Oilseed Rape Herbicides: Think Water! Planning 2020/21 season
There were significant challenges with establishment and crop management of oilseed rape crops in 2019/20, due to dry seedbeds and cabbage stem flea beetle.
It seems likely that the area grown for 2021 harvest season will decrease and, if this is the case on your farm, this may give more flexibility choosing which fields to grow OSR in for harvest 2021.
The Voluntary Initiative is working with water companies to help minimise the movement of oilseed rape herbicides – metazachlor, propyzamide, quinmerac, clopyralid and carbetamide to water this autumn. For this to be successful requires everyone to do their bit.
It is important to only use pesticides when necessary and there are a number of ways to reduce reliance on pesticides including cultivations, drilling dates, regular crop inspections among others.
Below are points to consider an integrated management approach to minimise the movement of these herbicides to water:
- FIELD SELECTION: Although dictated by rotation, aim to grow oilseed rape on a field that is lower risk i.e. doesn’t slope to a watercourse, is less susceptible to run-off or further away from a water course.
Fields that are high risk include those that have underdrainage or slope down to a watercourse. High risk fields might also include those that have problem levels of black-grass or other grass-weeds that require a programme of herbicides to maintain control.
- CULTIVATION AND TRAMLINES: Cultivation is a key factor in managing risk. Consider the appropriate cultivations, crop establishment and direction of working travel based on soil type and field topography to minimise the risk of pesticides attached to soil moving to water.
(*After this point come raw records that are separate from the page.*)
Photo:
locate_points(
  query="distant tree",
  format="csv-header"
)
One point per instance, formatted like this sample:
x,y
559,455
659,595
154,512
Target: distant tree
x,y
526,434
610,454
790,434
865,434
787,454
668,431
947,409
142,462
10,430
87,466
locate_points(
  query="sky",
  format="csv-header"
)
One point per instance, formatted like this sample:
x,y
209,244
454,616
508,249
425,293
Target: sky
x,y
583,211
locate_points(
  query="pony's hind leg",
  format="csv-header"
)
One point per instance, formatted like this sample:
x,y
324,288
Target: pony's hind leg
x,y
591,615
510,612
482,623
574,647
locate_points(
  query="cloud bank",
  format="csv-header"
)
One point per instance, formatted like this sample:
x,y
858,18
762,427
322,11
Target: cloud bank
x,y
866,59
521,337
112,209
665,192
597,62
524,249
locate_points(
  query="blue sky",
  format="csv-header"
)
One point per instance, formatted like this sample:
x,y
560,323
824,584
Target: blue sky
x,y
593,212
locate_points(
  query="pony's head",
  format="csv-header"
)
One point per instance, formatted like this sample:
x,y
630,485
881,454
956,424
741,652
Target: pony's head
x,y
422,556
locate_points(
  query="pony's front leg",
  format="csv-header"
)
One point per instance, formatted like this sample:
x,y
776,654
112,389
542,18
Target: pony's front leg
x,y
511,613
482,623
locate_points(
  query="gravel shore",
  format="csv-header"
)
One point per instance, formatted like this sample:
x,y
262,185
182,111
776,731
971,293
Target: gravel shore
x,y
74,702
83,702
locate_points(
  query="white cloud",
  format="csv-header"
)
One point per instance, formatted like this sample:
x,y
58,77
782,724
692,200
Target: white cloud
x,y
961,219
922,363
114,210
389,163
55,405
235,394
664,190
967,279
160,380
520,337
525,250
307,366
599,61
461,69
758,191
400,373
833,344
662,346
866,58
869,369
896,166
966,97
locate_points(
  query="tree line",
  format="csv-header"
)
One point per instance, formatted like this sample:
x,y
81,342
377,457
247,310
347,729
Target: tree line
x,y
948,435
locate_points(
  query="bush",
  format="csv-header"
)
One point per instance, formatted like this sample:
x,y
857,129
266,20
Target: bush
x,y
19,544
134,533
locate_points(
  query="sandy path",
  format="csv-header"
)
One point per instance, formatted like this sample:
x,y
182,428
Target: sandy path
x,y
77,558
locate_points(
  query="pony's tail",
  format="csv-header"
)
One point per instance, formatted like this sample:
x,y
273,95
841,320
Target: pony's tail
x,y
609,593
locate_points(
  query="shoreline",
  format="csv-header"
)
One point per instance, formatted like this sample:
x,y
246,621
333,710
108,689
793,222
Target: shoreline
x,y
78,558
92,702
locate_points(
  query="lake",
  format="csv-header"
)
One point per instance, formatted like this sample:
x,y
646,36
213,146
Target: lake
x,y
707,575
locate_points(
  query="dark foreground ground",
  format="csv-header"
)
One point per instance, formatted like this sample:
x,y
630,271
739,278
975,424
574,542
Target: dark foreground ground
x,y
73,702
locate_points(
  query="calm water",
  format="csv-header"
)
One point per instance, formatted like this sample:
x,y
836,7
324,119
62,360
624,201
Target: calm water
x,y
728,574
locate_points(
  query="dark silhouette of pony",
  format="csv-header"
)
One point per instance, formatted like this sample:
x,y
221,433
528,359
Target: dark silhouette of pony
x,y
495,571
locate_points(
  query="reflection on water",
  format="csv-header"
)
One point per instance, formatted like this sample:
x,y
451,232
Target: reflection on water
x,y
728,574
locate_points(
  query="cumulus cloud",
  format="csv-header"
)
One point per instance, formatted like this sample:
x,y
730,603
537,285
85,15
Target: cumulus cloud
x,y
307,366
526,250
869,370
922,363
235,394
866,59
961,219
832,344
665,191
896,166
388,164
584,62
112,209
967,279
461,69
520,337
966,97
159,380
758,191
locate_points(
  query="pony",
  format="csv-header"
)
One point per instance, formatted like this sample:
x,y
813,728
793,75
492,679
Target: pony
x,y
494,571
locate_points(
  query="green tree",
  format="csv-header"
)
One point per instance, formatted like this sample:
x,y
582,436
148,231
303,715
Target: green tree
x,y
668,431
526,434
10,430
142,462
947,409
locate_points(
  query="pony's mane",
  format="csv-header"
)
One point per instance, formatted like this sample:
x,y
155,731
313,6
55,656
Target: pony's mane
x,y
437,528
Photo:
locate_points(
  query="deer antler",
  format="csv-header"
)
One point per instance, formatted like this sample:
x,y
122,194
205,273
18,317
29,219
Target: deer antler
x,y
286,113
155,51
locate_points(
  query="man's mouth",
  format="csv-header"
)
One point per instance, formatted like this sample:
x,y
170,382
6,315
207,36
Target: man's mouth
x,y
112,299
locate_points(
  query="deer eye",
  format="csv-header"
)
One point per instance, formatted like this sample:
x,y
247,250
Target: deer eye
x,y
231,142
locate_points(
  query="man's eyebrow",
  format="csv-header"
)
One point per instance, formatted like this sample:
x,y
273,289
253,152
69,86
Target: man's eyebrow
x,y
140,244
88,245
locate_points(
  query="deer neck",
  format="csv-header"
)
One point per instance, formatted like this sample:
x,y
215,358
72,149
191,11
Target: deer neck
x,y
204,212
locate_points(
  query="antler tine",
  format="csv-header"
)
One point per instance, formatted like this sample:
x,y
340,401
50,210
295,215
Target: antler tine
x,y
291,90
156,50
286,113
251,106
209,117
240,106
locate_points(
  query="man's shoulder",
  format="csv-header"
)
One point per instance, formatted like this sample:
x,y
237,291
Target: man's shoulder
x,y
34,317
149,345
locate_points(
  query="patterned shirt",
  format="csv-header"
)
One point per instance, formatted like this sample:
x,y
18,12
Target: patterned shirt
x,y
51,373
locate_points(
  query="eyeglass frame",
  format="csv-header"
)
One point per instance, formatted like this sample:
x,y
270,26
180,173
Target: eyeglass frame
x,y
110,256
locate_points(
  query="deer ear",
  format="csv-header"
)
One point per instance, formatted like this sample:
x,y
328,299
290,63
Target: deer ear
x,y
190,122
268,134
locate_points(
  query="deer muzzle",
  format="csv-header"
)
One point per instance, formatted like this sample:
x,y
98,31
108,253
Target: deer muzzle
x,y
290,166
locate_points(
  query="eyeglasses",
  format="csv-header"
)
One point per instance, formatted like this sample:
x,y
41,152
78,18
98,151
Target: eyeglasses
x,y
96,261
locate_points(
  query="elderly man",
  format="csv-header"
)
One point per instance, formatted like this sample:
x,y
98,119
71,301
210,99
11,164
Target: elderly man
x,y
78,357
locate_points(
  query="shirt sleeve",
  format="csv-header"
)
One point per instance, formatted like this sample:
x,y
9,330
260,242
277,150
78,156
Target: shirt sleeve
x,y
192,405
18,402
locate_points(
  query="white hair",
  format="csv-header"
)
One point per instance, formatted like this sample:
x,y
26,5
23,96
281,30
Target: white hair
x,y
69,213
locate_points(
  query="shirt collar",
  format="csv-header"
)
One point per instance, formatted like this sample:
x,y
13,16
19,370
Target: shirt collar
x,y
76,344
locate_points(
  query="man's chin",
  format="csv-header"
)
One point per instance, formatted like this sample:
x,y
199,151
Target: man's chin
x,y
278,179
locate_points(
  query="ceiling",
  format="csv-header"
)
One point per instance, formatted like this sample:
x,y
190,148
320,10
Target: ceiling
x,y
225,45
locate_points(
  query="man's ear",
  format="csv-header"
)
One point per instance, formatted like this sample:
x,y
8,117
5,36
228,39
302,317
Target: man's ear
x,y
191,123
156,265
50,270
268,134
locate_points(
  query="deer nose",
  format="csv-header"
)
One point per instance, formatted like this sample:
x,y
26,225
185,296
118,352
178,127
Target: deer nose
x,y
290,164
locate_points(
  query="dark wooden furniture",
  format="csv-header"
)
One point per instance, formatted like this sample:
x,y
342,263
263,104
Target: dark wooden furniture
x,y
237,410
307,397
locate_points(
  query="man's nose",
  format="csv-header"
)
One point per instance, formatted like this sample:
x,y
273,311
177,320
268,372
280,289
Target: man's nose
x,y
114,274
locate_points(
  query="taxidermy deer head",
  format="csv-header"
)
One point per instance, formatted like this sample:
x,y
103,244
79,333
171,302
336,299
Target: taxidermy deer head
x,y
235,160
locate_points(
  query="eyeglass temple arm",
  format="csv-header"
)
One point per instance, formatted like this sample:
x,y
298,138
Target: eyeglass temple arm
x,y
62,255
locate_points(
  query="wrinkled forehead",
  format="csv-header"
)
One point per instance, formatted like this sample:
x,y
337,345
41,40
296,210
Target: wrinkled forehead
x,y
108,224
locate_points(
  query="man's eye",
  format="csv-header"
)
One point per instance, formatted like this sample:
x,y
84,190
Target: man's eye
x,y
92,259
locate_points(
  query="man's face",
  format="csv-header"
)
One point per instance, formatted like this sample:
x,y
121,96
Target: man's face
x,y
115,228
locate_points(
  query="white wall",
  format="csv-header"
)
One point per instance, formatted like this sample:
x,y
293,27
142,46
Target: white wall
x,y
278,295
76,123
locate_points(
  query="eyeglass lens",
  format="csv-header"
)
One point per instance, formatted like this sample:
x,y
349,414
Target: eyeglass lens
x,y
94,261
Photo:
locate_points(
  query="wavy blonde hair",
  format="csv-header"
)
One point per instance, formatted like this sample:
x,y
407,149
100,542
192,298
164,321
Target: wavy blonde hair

Lay out tramlines in order that they do not provide a direct route for water to leave the field e.g. enter the crop at the top of the field. Lifting tramlines will minimise soil compaction in the tramline and reduce runoff of soil.
If you have GPS guidance on your sprayer consider switching off tramlining kits when drilling OSR.
- BUFFERS: Buffer zones next to watercourses can be effective in reducing movement of soil particles that may contain pesticides reaching watercourses. A wider buffer zone is more effective. Cross compliance dictates a 2m minimal buffer zone, but the VI recommends establishment of a 6m buffer alongside watercourses if possible. Wider buffers are advisable in particularly vulnerable areas.
- CHECK DESIGNATIONS: Use the Environment Agency’s Drinking Water Safeguard Zones Website (http://bit.ly/EA_Farmers) to check whether planned oilseed rape fields are in a Drinking Water Safeguard Zone. Avoid growing rape in these areas if at all possible, if you might use herbicides likely to move to water, particularly in high risk fields.
- Why not try the VI’s Check It Out Tool to review and improve spraying practices and so reduce the risk of pesticides reaching water - http://checkitout.voluntaryinitiative.org.uk/tool/
- Talk to your BASIS-registered agronomist to make sure that where possible any herbicides you may use are less likely to move to water where there is a risk of this occurring. Aim to time herbicide application to minimise movement to water. As always, use the right product, at the right time and to best practice.